In order to explore the effect of the gene AHA_2124 on the behavior of Aeromonas hydrophila, we constructed a ΔAHA_2124 mutant strain in Aeromonas hydrophila ATCC 7966, and found that the deletion of AHA_2124 led to a significant increase in the bacterial hemolytic and extracellular protease activities. It has been reported that the extracellular products secreted by Aeromonas hydrophila contain a variety of enzymes and hemolysins that possess hemolytic, cytotoxic, cytolytic, and protease, and could lead to infection in fishes [29,30,31]. Furthermore, the MarR family members in pathogenesis play an important role in controlling the virulence-associated traits and the virulence-regulated gene [32,33,34]. Thus, the results of the physiological phenotypes indicated that AHA_2124 may negatively regulate the virulence of Aeromonas hydrophila.

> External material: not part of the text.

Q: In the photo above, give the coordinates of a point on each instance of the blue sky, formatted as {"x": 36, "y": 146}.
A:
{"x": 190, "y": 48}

Based on the proteomics analysis, our results showed that 178 DAPs were identified in the ΔAHA_2124 strain and WT Aeromonas hydrophila. From these DAPs, we selected two proteins (A0KPP0 and P55870) to validate using Western blot, and the results were consistent with the quantitative proteomics results. The A0KPP0 protein, an iron-related protein, was down-regulated after the deletion of the gene AHA_2124. Iron is an essential element for living cells, and is also a component of essential biological processes, such as DNA replication and energy production in both microbial pathogens and animals [35]. Hemolysin ahh1 (P55870), being a virulence factor, is regulated by Uvry and is also a type of pore-forming toxin [36]. Interestingly, hemolysin Ahh1 was up-regulated after the deletion of the gene AHA_2124 in the present study, in accordance with the result of hemolytic activity. The validation of these two proteins was to prove the stability and reliability of the MS data for further analysis.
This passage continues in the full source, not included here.